The best advice I can give to anyone is, “Choose the option that you won’t regret.”
Nine years after my original breast cancer diagnosis, I scheduled surgery to replace my original and expired saline breast implants with silicone ones. Before the surgery, my doctor ordered a breast MRI as part of a routine oncology appointment. The results of the MRI showed enlarged lymph nodes and prompted a PET scan. If you’ve ever endured a PET scan, you must know the exact feeling I had and the thoughts that swirled around in my brain. I thought about my family history and all the places in my body where the cancer could be lurking.
One week later, with sweaty palms and my heart racing, I sat in the exam room waiting for the results of the PET scan. The doctor entered the room followed by a resident and I thought, today must be the “how to deliver bad news” lesson.
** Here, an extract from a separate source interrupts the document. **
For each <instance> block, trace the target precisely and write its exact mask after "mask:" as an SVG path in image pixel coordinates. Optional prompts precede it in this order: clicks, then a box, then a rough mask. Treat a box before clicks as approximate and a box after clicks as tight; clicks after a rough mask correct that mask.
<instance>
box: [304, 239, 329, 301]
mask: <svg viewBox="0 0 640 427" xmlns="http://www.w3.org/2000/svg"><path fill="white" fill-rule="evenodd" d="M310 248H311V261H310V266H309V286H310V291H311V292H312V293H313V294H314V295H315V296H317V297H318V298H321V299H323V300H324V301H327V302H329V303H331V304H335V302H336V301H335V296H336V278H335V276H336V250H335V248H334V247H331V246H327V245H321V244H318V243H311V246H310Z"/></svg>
The doctor smiled and blurted out, “You’re fine. The scan is perfectly negative. In fact, it’s the most boring scan I have ever seen.”
I let out an elephant-sized sigh and shook my head from side to side in disbelief. I didn’t believe him at first and then it all made perfect sense. I stared at Pete, the man who just six months earlier had gotten down on one knee overlooking the Tuscan hillside and asked me to marry him, and I finally realized the reason why all the painful things had to happen. I lost my mother to spend more time with my father and I lost my father to get closer to my sister. I lost my sister so I’d learn that my previous boyfriend never really loved me. I lost my breasts to understand the meaning of unconditional love — because after losing my parents and my sister, unconditional love is what I had finally found again, with Pete.